30 août 2019 - optionfinance.fr

Convertir l’épargnant particulier à l’ISR : telle est la priorité de l’industrie de la gestion d’actifs française en cette rentrée. L’université d’été de l’asset management, organisée depuis six ans par Paris-Dauphine fin août, a ainsi consacré sa table ronde au sujet de la bascule du «retail» vers l’ESG. «En matière d’investissement responsable, nous avons changé de paradigme dans l’univers institutionnel, notamment avec les obligations de transparence fixées par l’article 173 de la loi sur la transition énergétique, et nous sommes sur le point de le faire dans la distribution de fonds», a ainsi assuré Philippe Dutertre, directeur au sein de la direction des investissements d’AG2R La Mondiale. Plusieurs évolutions réglementaires devraient pousser l’industrie dans cette direction. La loi Pacte oblige par exemple aux assureurs-vie de proposer au moins une unité de compte labellisée ISR dans leur offre à partir de 2020. L’Europe a, de son côté, lancé une consultation au printemps dernier en vue d’introduire l’obligation, pour les conseillers financiers, d’interroger les épargnants sur leur sensibilité aux critères ESG.

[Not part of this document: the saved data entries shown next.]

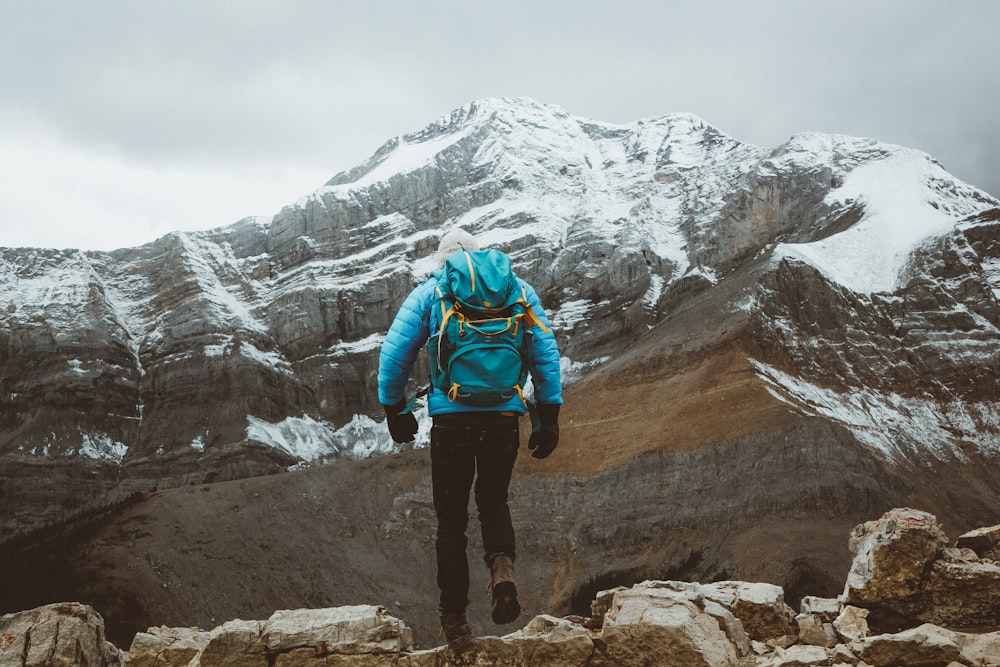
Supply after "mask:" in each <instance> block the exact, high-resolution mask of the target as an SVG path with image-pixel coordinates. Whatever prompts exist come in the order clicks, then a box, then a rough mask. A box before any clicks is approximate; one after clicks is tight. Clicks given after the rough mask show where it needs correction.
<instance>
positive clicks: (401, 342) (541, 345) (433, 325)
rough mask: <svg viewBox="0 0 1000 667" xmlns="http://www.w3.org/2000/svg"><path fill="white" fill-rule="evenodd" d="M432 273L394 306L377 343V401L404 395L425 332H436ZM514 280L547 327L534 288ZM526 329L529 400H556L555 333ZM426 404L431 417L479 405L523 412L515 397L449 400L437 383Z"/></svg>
mask: <svg viewBox="0 0 1000 667" xmlns="http://www.w3.org/2000/svg"><path fill="white" fill-rule="evenodd" d="M437 276H438V272H435V275H433V276H431V277H430V278H428V279H427V280H426V281H424V282H423V283H421V284H420V285H418V286H417V287H416V288H414V290H413V291H412V292H410V295H409V296H407V297H406V300H405V301H404V302H403V305H402V306H400V308H399V312H398V313H397V314H396V319H394V320H393V322H392V326H390V327H389V333H388V334H387V335H386V337H385V342H384V343H382V350H381V353H380V354H379V362H378V398H379V401H381V402H382V404H383V405H395V404H396V403H399V402H400V401H403V400H405V399H406V383H407V381H408V380H409V377H410V372H411V371H412V370H413V364H414V363H415V362H416V360H417V354H418V353H419V352H420V348H422V347H423V346H424V344H425V343H426V342H427V340H428V338H429V337H430V333H431V332H432V331H437V330H438V328H439V327H440V326H441V308H440V306H439V300H438V296H437V292H436V291H435V289H434V288H435V287H437V284H438V277H437ZM518 283H519V284H520V285H522V286H523V287H524V288H525V292H526V294H527V297H528V303H529V304H531V308H532V310H533V311H534V314H535V316H536V317H538V319H539V320H541V322H542V323H543V324H544V325H545V326H546V327H547V328H551V327H549V322H548V319H547V318H546V316H545V311H544V310H543V309H542V304H541V302H540V301H539V299H538V295H537V294H536V293H535V290H534V289H533V288H532V287H531V285H529V284H528V283H526V282H524V281H523V280H521V279H520V278H518ZM530 331H531V345H532V356H533V361H532V367H531V368H530V369H529V373H530V376H531V381H532V384H533V385H534V388H535V401H536V402H538V403H556V404H562V381H561V379H560V376H559V348H558V346H557V345H556V339H555V336H554V335H553V334H552V332H551V331H549V332H545V331H543V330H542V328H541V327H537V326H536V327H534V328H532V329H531V330H530ZM427 405H428V412H430V414H431V415H432V416H433V415H440V414H445V413H448V412H476V411H483V410H489V411H491V412H500V411H508V410H509V411H513V412H517V413H520V414H523V413H524V412H525V406H524V403H522V402H521V399H519V398H517V397H514V398H512V399H511V400H510V401H508V402H507V403H502V404H500V405H497V406H493V407H491V408H481V407H476V406H470V405H464V404H462V403H459V402H458V401H450V400H448V396H447V394H446V393H445V392H443V391H441V390H440V389H438V388H437V387H435V388H433V389H432V390H431V393H430V397H429V399H428V404H427Z"/></svg>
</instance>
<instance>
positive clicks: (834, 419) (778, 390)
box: [750, 359, 1000, 463]
mask: <svg viewBox="0 0 1000 667" xmlns="http://www.w3.org/2000/svg"><path fill="white" fill-rule="evenodd" d="M750 362H751V364H753V366H754V368H755V369H756V370H757V373H758V375H759V376H760V377H761V378H762V379H763V380H764V381H765V382H766V383H767V385H768V387H767V388H768V391H769V392H770V393H771V395H772V396H774V397H775V398H777V399H778V400H780V401H782V402H784V403H787V404H789V405H791V406H793V407H795V408H797V409H798V410H800V411H802V412H804V413H806V414H810V415H819V416H823V417H826V418H828V419H831V420H833V421H835V422H837V423H839V424H842V425H843V426H845V427H846V428H848V429H849V430H850V431H851V432H852V433H853V434H854V435H855V437H857V438H858V440H859V441H861V442H862V443H863V444H865V445H867V446H868V447H870V448H871V449H873V450H875V451H876V452H877V453H879V454H881V455H882V456H884V457H885V458H886V459H887V460H888V461H890V462H892V463H901V462H904V461H910V462H920V461H925V462H926V460H927V457H928V456H929V457H930V458H931V459H933V460H938V461H943V460H947V459H948V458H949V457H954V458H958V459H961V460H967V459H968V457H967V456H966V454H965V452H964V451H963V450H962V448H961V446H960V445H961V443H972V444H974V445H976V447H977V448H978V449H979V450H980V451H983V452H989V453H993V454H996V453H1000V406H996V405H993V404H984V403H967V402H964V401H959V400H955V401H951V402H947V403H942V402H939V401H934V400H929V399H921V398H915V397H912V396H911V397H906V396H900V395H899V394H896V393H889V394H882V393H879V392H876V391H873V390H871V389H867V388H860V389H859V388H854V389H852V390H851V391H850V392H849V393H840V392H837V391H834V390H832V389H827V388H824V387H820V386H817V385H815V384H812V383H810V382H807V381H806V380H803V379H801V378H797V377H793V376H791V375H789V374H787V373H784V372H782V371H779V370H778V369H776V368H774V367H772V366H769V365H767V364H764V363H762V362H759V361H756V360H754V359H751V360H750Z"/></svg>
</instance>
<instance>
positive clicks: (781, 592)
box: [0, 508, 1000, 667]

Dans un environnement de marché marqué par une forte incertitude, l’investissement responsable a également des atouts à jouer auprès du grand public. «Les fonds ISR apportent un peu moins de volatilité au portefeuille des clients, ce qui est une bonne chose», a souligné Pascale Baussant, dirigeante du cabinet de conseil en gestion de patrimoine Baussant Conseil. Plusieurs intervenants ont en outre souligné le rôle joué par les taux bas : dans un monde où les rendements sont au plus bas, les produits d’investissement qui permettront au particulier de donner du sens à son épargne pourraient tirer leur épingle du jeu. A condition que les distributeurs sachent faire le tri dans une offre qui n’a cessé de se développer ces dernières années. L’industrie souligne ainsi unanimement le besoin de formation des conseillers financiers. Mais les institutionnels assureurs-vie, en tant que sélectionneurs des fonds, ont également une responsabilité. «Nous voulons proposer des unités de compte qui apportent du rendement, ce qui est difficile à trouver en dehors de solutions un peu moins liquides, notamment sur l’immobilier, proposées par des sociétés de gestion externes, a expliqué Sophie Elkrief, directrice des investissements de la Maif. Le potentiel de développement est important, mais il soulève des enjeux en matière d’ESG, car ces offres ont encore des progrès à faire en termes de transparence.» Un enjeu auquel ces institutionnels sont d’ores et déjà confrontés au moment d’investir leur actif général.